The consumer price index (CPI), Chinese policy-makers' key inflation gauge, fell 1 percent in January compared with the same month in 2001, the sharpest decline in the last two years, the National Bureau of Statistics said yesterday.

The latest CPI decline follows a drop of 0.3 percent in December and November, and a decline of 0.1 percent in September.

"The latest decline was mainly because of Spring Festival, which falls on February 12 this year and not in January as it usually does," said Zhang Yingxiang, a senior statistician with the National Bureau of Statistics.

She said Chinese residents usually spend a lot during Spring Festival, driving up the price of consumer goods.

The decline also suggests that the global slowdown is having an impact on China, said Zhang Liqun, a senior researcher with the Development Research Center under the State Council.

"The global slowdown has not only resulted in fewer exports for China - a key engine for the Chinese economy - but also pushed down the country's consumer prices through imports," Zhang said.

He said foreign products, including low-priced oil and raw materials, have begun to flood the Chinese market now that China is a member of the World Trade Organization.

"This will add extra pressure to the market, which has already suffered an oversupply," Zhang said.

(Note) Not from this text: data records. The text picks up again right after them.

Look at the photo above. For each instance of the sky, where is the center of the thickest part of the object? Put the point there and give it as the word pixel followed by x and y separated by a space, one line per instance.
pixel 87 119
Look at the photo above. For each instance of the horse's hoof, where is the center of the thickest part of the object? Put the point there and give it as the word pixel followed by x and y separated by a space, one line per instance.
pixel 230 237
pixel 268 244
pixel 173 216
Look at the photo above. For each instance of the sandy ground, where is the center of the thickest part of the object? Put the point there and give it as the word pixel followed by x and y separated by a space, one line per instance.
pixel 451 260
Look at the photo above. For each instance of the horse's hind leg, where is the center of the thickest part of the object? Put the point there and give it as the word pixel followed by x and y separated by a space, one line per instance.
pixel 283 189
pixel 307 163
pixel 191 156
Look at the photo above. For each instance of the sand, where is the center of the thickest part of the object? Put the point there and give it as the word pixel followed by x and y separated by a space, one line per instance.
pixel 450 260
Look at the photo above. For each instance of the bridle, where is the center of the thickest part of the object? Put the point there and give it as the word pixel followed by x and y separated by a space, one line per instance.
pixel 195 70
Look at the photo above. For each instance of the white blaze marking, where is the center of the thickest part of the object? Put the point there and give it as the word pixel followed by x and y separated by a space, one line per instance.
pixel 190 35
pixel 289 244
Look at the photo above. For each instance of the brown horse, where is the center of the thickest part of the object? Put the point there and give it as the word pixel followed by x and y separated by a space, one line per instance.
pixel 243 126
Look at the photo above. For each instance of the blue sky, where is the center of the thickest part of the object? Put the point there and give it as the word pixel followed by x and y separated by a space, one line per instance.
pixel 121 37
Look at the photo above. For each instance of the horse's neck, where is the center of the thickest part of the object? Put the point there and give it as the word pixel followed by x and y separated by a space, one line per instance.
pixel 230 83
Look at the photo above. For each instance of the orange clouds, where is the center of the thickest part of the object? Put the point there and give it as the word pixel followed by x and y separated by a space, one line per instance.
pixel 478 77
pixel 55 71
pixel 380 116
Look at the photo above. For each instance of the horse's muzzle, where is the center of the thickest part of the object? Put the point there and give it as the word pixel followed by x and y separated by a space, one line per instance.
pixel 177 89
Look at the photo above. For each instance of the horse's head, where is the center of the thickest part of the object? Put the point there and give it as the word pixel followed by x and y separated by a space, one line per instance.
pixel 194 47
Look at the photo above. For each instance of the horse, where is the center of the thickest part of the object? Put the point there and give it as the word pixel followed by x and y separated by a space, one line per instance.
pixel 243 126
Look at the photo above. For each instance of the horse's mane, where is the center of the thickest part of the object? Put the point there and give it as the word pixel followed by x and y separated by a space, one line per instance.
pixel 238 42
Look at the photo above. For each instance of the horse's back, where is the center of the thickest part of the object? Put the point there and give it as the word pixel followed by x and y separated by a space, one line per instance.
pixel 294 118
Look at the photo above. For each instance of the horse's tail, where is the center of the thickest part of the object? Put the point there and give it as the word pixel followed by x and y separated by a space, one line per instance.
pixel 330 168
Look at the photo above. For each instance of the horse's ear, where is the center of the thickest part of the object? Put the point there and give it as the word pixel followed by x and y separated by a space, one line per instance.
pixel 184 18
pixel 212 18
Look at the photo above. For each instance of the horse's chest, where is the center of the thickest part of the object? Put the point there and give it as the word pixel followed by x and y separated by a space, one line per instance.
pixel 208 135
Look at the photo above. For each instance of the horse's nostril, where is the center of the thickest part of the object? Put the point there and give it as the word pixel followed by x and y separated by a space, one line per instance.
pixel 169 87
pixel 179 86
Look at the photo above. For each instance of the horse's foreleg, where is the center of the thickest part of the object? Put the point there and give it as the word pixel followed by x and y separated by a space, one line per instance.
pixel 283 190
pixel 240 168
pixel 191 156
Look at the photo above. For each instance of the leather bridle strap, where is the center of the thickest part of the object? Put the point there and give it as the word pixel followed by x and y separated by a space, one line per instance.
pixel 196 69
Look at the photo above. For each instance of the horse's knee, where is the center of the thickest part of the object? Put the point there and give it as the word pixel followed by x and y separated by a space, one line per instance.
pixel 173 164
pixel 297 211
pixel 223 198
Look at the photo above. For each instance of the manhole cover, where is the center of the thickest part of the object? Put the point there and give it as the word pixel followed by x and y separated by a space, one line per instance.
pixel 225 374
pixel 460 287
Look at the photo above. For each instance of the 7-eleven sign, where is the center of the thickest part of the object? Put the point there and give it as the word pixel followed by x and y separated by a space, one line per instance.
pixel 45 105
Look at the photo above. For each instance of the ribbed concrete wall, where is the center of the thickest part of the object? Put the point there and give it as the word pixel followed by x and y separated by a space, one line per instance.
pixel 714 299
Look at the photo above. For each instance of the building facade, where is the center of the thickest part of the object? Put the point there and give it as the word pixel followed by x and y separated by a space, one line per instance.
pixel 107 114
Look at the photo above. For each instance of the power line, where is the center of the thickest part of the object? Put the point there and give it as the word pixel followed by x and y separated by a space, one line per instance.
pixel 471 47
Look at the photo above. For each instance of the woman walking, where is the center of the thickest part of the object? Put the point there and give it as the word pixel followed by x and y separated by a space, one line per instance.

Zhang Xueying, a senior economist with the State Information Center, said more than 80 percent of the products made in China are oversupplied.

"This situation won't change much in the short term because the country has yet to create new products and new areas for consumption and investment," Zhang said.

Policy factors still play an important role in expanding domestic demand, he said.

Fixed-assets investment greatly depends upon government injections and treasury bonds, he said.

Consumers could theoretically help pick up the demand by continuing to spend, but consumption has become an uncertain contributor in the months ahead, the economist said.

In a move to stimulate domestic spending, the central People's Bank of China on Wednesday announced an interest rate cut - the eighth since 1996 - that slashes the real interest on one-year deposits to 1.6 percent.

But Yuan Gangming of the Chinese Academy of Social Sciences said the impact of the interest rate cut would be limited.

Experiences from the last five years suggest that it was other government measures such as increasing salaries, providing compensation for laid-off workers, increasing pensions for retirees and announcing the week-long National Day and May Day holidays, not interest rate cuts, that helped boost domestic consumption.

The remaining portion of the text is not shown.